LiDAR surveying, which stands for light detection and ranging surveying, is used in numerous applications. LiDAR detection systems work the same way radar does, but instead of sound, it uses light to transfer data back to the source. Many people confuse light detection and ranging for photogrammetry, although many of the applications are similar.
While the two surveying technologies are similar, they are actually quite different and produce two very different results.
LiDAR Versus Photogrammetry
LiDAR, as stated above, uses light in the form of lasers to gather information. The technology works by emitting lasers and measuring the time it takes for the light to return to the source. It’s considered an active sensor because it emits its own energy source rather than reading sources from the ground. Photogrammetry gathers data by analyzing and comparing multiple two-dimensional images (photographs) to create a three-dimensional model. It’s considered a passive sensor because it does not produce its own energy source to gather information. Whereas liDAR technology produces its own light to create images and measurements, photogrammetry is limited to gathering data based on what the camera can detect with ambient light.
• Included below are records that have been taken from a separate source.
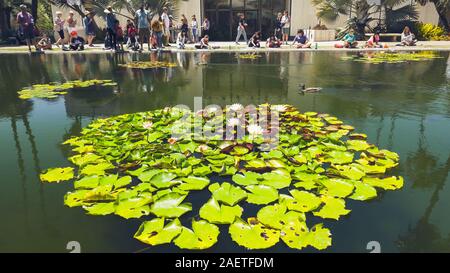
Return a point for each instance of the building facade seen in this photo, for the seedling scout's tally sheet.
(261, 15)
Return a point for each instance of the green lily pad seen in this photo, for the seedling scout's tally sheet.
(337, 187)
(248, 178)
(194, 183)
(170, 206)
(334, 208)
(215, 213)
(277, 179)
(101, 208)
(202, 236)
(389, 183)
(57, 175)
(301, 201)
(227, 193)
(363, 191)
(261, 194)
(253, 235)
(276, 216)
(154, 232)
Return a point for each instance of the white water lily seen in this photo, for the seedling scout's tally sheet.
(254, 129)
(233, 122)
(147, 125)
(278, 108)
(236, 107)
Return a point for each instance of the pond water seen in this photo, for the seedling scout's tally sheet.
(401, 107)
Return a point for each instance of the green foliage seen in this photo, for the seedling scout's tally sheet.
(133, 167)
(430, 32)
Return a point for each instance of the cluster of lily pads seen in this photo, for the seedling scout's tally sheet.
(148, 65)
(53, 90)
(250, 56)
(133, 166)
(393, 57)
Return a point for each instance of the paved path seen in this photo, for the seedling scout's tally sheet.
(232, 47)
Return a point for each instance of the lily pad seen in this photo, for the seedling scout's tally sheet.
(154, 232)
(202, 236)
(215, 213)
(334, 208)
(261, 194)
(253, 235)
(170, 206)
(57, 175)
(227, 193)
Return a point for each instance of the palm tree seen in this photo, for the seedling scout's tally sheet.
(442, 9)
(362, 14)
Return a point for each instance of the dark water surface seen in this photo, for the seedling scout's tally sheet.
(402, 107)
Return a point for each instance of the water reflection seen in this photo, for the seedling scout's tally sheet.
(402, 107)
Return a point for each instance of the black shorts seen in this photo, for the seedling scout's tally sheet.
(61, 34)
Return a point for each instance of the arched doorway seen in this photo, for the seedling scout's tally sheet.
(223, 15)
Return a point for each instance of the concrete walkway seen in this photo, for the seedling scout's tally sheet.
(232, 47)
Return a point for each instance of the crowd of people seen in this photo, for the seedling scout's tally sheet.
(160, 30)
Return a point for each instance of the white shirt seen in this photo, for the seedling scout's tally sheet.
(286, 21)
(166, 20)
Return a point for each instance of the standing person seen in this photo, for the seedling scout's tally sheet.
(278, 26)
(89, 27)
(254, 40)
(181, 40)
(157, 29)
(166, 25)
(184, 24)
(241, 29)
(300, 40)
(59, 27)
(194, 29)
(143, 20)
(110, 27)
(286, 25)
(71, 22)
(206, 26)
(120, 35)
(408, 38)
(26, 25)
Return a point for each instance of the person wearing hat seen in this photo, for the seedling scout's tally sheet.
(166, 24)
(76, 42)
(111, 27)
(71, 22)
(143, 24)
(26, 25)
(59, 28)
(89, 27)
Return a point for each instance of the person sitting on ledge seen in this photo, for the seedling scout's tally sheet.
(300, 40)
(408, 38)
(181, 40)
(254, 40)
(76, 42)
(273, 42)
(350, 39)
(374, 41)
(45, 43)
(204, 43)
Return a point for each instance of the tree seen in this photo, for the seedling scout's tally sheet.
(442, 9)
(363, 15)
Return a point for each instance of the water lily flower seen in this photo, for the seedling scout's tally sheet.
(172, 140)
(203, 148)
(147, 125)
(236, 107)
(233, 122)
(254, 129)
(278, 108)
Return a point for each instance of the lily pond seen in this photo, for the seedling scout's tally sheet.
(364, 154)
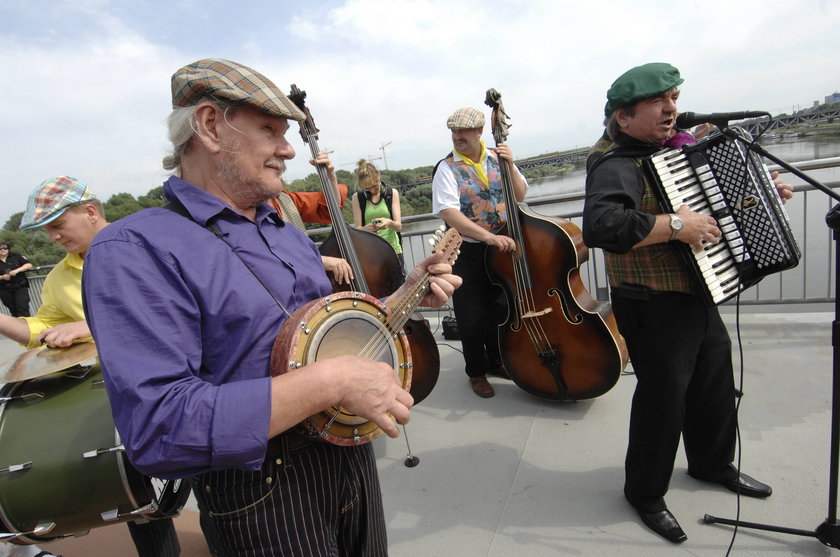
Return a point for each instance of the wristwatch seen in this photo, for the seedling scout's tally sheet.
(676, 226)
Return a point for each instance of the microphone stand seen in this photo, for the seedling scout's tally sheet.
(829, 531)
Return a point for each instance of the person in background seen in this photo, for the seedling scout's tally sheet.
(467, 195)
(679, 347)
(72, 215)
(377, 208)
(227, 274)
(14, 286)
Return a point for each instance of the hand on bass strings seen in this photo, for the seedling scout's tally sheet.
(340, 269)
(502, 243)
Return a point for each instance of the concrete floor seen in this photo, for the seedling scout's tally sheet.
(514, 475)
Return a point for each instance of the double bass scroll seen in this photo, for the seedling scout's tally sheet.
(557, 342)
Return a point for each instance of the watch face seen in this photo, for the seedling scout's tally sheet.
(676, 223)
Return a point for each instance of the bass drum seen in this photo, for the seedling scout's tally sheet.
(63, 469)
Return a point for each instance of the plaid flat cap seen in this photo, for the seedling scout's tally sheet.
(224, 79)
(52, 198)
(641, 82)
(465, 118)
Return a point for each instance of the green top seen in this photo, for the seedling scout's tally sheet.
(380, 211)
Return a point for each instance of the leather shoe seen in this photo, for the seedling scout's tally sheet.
(664, 524)
(743, 484)
(482, 387)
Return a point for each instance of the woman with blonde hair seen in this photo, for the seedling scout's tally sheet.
(377, 208)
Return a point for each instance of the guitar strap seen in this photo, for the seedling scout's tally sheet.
(177, 207)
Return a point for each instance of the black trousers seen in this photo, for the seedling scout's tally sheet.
(320, 501)
(17, 301)
(682, 356)
(479, 309)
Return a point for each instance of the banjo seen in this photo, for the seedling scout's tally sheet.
(346, 323)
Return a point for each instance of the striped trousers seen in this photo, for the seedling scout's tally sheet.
(318, 500)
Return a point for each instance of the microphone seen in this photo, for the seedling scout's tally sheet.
(720, 119)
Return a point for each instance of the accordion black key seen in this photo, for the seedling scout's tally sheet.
(719, 176)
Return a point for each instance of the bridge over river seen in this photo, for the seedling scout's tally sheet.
(808, 118)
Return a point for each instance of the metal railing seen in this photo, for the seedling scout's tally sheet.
(812, 281)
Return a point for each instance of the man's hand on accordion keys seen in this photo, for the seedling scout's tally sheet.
(698, 229)
(785, 190)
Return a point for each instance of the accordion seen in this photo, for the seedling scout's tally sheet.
(719, 176)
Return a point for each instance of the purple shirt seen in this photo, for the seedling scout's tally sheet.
(184, 331)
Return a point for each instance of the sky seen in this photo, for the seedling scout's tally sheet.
(87, 91)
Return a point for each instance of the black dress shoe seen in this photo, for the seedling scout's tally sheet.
(664, 524)
(743, 484)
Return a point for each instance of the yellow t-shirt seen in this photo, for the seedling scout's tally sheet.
(61, 298)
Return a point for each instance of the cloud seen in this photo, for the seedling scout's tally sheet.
(89, 91)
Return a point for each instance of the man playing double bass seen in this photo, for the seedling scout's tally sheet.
(679, 347)
(467, 195)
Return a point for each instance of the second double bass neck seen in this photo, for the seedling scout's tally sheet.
(376, 268)
(557, 342)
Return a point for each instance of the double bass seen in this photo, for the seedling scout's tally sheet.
(557, 342)
(376, 268)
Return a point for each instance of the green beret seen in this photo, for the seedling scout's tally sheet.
(640, 83)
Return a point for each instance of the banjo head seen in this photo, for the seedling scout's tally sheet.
(341, 324)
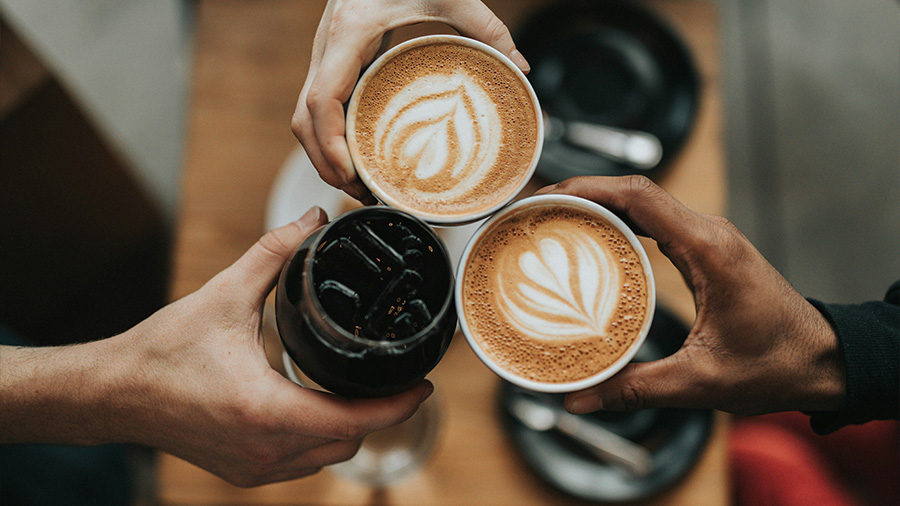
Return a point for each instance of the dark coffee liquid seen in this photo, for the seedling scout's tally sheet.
(378, 279)
(384, 279)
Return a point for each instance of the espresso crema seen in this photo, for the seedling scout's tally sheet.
(444, 130)
(554, 293)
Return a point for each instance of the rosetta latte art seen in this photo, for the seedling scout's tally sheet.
(444, 130)
(566, 289)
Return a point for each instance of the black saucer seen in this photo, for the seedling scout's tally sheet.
(612, 63)
(675, 437)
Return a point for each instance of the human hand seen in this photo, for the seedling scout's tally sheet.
(193, 380)
(349, 36)
(756, 345)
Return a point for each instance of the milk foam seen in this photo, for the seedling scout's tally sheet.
(444, 130)
(566, 289)
(440, 127)
(554, 293)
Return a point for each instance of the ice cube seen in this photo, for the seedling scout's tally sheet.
(381, 248)
(340, 302)
(390, 303)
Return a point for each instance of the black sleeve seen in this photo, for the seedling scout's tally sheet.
(869, 336)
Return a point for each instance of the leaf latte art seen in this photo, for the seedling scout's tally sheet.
(444, 131)
(441, 128)
(566, 289)
(554, 293)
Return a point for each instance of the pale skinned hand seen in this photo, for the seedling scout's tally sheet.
(349, 36)
(193, 380)
(756, 345)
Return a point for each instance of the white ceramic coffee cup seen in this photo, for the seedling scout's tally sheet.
(387, 198)
(600, 375)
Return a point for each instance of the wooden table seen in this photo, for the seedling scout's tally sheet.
(250, 63)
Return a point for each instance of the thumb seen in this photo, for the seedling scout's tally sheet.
(258, 268)
(476, 20)
(662, 383)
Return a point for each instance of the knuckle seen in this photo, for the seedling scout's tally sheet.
(347, 451)
(243, 480)
(351, 429)
(315, 97)
(640, 185)
(496, 30)
(632, 398)
(298, 125)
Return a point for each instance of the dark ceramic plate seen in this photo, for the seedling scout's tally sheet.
(612, 63)
(675, 437)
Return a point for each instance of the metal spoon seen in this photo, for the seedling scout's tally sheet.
(641, 150)
(608, 446)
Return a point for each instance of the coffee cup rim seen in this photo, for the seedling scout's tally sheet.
(387, 199)
(600, 376)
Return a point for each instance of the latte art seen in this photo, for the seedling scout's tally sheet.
(554, 293)
(444, 130)
(566, 289)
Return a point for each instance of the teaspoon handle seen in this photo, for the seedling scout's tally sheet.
(607, 445)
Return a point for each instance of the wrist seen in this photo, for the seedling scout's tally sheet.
(58, 394)
(826, 385)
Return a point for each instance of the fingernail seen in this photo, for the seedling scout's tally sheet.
(520, 61)
(547, 189)
(427, 393)
(584, 404)
(311, 218)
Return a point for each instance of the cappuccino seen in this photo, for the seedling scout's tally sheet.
(554, 294)
(445, 128)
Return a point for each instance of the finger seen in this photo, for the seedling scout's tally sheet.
(333, 417)
(474, 19)
(321, 456)
(256, 271)
(646, 206)
(302, 126)
(330, 89)
(663, 383)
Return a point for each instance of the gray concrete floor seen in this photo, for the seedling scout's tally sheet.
(813, 114)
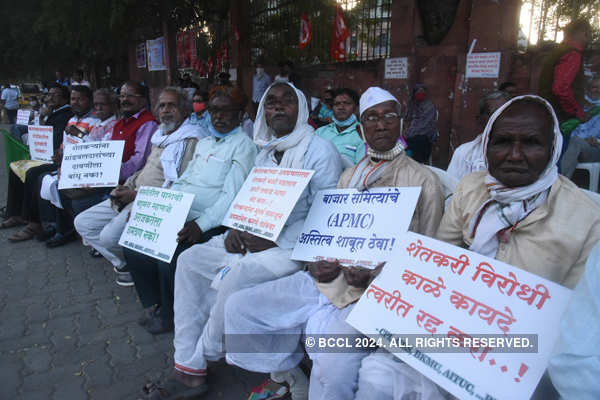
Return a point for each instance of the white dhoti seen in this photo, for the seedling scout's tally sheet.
(385, 377)
(101, 227)
(206, 276)
(267, 322)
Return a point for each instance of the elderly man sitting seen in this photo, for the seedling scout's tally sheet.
(469, 157)
(342, 132)
(237, 260)
(318, 301)
(173, 146)
(216, 173)
(519, 211)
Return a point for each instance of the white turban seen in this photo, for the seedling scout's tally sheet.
(373, 96)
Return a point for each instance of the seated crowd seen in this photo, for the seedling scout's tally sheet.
(511, 204)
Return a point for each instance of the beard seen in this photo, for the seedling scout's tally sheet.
(168, 127)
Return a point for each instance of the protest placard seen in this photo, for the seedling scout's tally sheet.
(40, 141)
(23, 117)
(266, 200)
(396, 68)
(156, 217)
(354, 227)
(483, 65)
(485, 329)
(93, 164)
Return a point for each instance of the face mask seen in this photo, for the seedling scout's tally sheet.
(199, 106)
(348, 122)
(420, 96)
(215, 132)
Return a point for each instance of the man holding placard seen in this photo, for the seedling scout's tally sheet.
(58, 101)
(208, 274)
(516, 212)
(319, 300)
(101, 226)
(220, 165)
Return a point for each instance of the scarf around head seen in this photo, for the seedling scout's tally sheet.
(507, 206)
(174, 147)
(366, 174)
(293, 145)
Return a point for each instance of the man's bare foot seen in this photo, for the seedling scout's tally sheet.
(187, 379)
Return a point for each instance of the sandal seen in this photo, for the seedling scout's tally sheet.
(27, 233)
(172, 389)
(269, 390)
(11, 223)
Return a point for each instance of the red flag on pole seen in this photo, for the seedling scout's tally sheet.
(339, 35)
(305, 32)
(209, 65)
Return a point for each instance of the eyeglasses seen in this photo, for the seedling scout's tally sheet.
(287, 101)
(214, 110)
(387, 118)
(129, 96)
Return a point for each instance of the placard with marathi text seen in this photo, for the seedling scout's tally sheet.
(266, 200)
(23, 117)
(156, 217)
(40, 141)
(92, 164)
(485, 329)
(356, 227)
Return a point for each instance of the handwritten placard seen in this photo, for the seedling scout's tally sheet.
(483, 65)
(93, 164)
(354, 227)
(156, 217)
(40, 141)
(396, 68)
(266, 200)
(433, 288)
(23, 117)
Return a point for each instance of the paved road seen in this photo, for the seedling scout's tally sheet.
(67, 331)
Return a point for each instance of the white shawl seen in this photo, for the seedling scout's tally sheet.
(507, 206)
(293, 145)
(174, 147)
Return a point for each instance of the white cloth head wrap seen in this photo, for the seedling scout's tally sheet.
(507, 206)
(293, 145)
(373, 96)
(174, 148)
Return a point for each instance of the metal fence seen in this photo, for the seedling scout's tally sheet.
(275, 29)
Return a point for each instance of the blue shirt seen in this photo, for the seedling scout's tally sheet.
(215, 175)
(322, 157)
(348, 142)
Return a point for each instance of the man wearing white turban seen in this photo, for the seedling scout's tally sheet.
(519, 211)
(317, 301)
(209, 273)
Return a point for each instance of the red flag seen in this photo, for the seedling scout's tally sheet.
(339, 35)
(224, 54)
(180, 51)
(192, 48)
(219, 60)
(305, 31)
(209, 65)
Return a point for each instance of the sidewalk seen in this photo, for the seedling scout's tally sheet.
(68, 332)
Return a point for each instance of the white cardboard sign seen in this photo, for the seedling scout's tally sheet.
(432, 287)
(93, 164)
(483, 65)
(266, 200)
(40, 140)
(354, 227)
(156, 217)
(23, 117)
(396, 68)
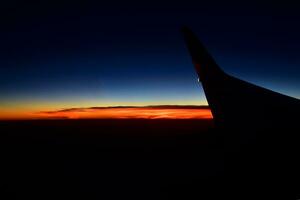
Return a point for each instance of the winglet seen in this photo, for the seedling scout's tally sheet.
(206, 67)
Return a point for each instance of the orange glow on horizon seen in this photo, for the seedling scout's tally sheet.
(128, 113)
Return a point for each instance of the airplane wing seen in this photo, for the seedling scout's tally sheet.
(237, 104)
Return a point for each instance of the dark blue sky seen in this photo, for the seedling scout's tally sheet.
(121, 53)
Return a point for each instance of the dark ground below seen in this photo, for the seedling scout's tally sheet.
(120, 159)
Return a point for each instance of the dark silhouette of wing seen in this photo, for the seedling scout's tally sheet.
(234, 103)
(258, 127)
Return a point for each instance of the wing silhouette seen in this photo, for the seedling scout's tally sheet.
(237, 104)
(259, 128)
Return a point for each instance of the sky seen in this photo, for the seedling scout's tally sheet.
(60, 55)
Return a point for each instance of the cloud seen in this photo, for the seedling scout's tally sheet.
(131, 112)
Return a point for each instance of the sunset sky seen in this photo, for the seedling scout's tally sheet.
(56, 56)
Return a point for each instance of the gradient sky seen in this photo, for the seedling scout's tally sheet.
(66, 54)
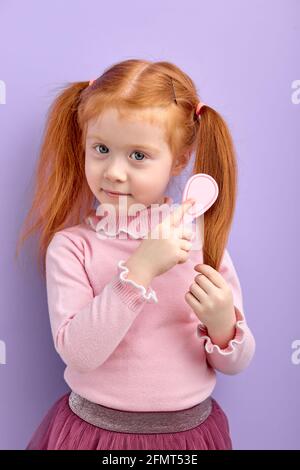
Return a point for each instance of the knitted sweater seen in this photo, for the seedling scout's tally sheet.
(125, 346)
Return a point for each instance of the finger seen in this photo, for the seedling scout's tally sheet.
(202, 281)
(185, 245)
(198, 292)
(214, 276)
(176, 215)
(192, 301)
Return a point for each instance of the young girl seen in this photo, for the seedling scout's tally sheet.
(141, 323)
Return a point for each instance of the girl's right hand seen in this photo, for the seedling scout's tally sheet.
(166, 245)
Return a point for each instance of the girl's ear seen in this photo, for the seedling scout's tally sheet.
(180, 164)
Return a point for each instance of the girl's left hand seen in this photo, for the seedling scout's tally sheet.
(211, 298)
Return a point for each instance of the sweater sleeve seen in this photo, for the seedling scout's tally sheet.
(237, 355)
(86, 329)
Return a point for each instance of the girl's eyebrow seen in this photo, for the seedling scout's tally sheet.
(149, 147)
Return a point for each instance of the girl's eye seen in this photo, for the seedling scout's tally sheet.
(139, 153)
(100, 145)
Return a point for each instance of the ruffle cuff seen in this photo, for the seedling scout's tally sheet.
(122, 284)
(239, 338)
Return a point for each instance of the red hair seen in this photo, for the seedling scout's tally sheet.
(62, 196)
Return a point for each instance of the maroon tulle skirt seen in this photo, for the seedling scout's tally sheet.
(61, 429)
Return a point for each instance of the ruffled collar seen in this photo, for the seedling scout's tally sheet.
(107, 223)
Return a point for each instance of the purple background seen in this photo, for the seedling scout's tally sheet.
(243, 57)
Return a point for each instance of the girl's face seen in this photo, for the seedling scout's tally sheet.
(129, 156)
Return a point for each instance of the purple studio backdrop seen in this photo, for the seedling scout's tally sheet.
(244, 59)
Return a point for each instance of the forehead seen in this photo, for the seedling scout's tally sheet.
(132, 123)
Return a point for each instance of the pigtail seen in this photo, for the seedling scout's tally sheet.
(60, 189)
(215, 155)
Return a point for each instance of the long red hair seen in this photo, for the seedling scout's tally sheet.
(61, 193)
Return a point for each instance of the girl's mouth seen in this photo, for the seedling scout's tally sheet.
(114, 195)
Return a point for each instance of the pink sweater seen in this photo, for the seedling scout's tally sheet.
(127, 347)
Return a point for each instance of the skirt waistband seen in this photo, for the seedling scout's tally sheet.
(145, 422)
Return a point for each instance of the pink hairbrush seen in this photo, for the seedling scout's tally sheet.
(204, 190)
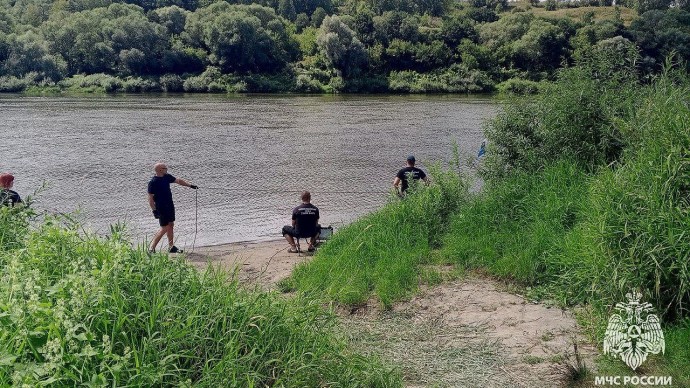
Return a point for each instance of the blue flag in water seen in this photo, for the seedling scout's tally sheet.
(482, 149)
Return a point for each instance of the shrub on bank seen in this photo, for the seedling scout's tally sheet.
(82, 310)
(574, 118)
(634, 234)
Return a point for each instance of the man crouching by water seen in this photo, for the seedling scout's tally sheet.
(8, 197)
(305, 224)
(406, 174)
(160, 200)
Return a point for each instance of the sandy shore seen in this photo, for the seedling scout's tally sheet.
(263, 263)
(469, 331)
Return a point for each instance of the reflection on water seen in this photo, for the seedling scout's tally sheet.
(249, 155)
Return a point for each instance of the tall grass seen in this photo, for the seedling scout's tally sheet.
(590, 232)
(380, 253)
(634, 234)
(81, 310)
(516, 223)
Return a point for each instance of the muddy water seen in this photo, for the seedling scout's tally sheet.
(250, 155)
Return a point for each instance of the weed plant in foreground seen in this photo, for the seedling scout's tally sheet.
(81, 310)
(380, 253)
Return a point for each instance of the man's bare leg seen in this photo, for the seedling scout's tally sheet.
(290, 240)
(170, 235)
(157, 238)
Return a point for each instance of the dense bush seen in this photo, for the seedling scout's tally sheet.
(574, 118)
(571, 213)
(633, 234)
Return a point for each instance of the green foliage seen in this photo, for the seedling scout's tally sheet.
(241, 38)
(519, 86)
(341, 48)
(456, 79)
(82, 310)
(152, 38)
(532, 133)
(380, 253)
(634, 231)
(592, 199)
(171, 83)
(661, 34)
(514, 225)
(93, 41)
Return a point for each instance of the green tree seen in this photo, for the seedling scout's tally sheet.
(286, 8)
(91, 41)
(173, 18)
(317, 17)
(301, 22)
(29, 53)
(241, 38)
(341, 48)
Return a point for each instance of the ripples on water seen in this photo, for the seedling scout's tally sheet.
(97, 155)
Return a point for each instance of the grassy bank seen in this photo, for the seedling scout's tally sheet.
(586, 197)
(380, 254)
(81, 310)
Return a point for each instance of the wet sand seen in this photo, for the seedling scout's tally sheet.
(262, 263)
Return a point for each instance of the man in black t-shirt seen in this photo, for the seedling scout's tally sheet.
(160, 200)
(8, 197)
(305, 223)
(401, 182)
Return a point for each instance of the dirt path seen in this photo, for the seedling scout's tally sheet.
(463, 333)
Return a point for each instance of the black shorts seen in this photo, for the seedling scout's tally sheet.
(166, 216)
(291, 231)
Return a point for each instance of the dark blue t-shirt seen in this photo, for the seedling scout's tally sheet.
(9, 197)
(415, 172)
(159, 186)
(306, 218)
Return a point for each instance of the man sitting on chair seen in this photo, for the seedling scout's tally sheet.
(305, 224)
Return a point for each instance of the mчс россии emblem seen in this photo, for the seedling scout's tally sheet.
(631, 336)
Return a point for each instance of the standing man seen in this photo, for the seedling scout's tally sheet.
(409, 172)
(160, 200)
(305, 223)
(8, 197)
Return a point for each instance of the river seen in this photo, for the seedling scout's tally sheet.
(250, 155)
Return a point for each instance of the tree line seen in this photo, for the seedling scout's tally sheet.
(317, 45)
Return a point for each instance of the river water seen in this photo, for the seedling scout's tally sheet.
(250, 155)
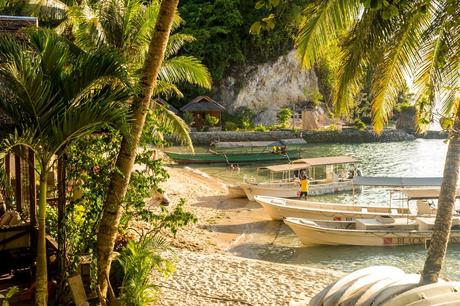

Both liDAR surveying and photogrammetry can be used to take measurements and discern data, but they have very different products. LiDAR creates a three-dimensional model by bombarding the target with lasers. The frequency of the scan and repetition rate will determine how dense the image appears to be. Imagine a 3D-image that is painted by an artist using pointillism (the act of using small dots in various patterns to create an image), but with one color. LiDAR doesn’t differentiate color, although adding false color after the scan is complete is possible to help interpret the result. However, adding color to the image can be as difficult as trying to interpret the initial monochromatic version. Photogrammetry, on the other hand, produces a fully-colorized 3D image by “stitching” together multiple 2D photographs, although it can take thousands of photographs to get an accurate model.
So, if the specific requirements of the surveying job require high levels of visual interpretation, then photogrammetry might be the optimal choice. If the target object is covered by vegetation, then light detection and ranging will be better equipped for the job since the lasers can penetrate canopies and vegetation.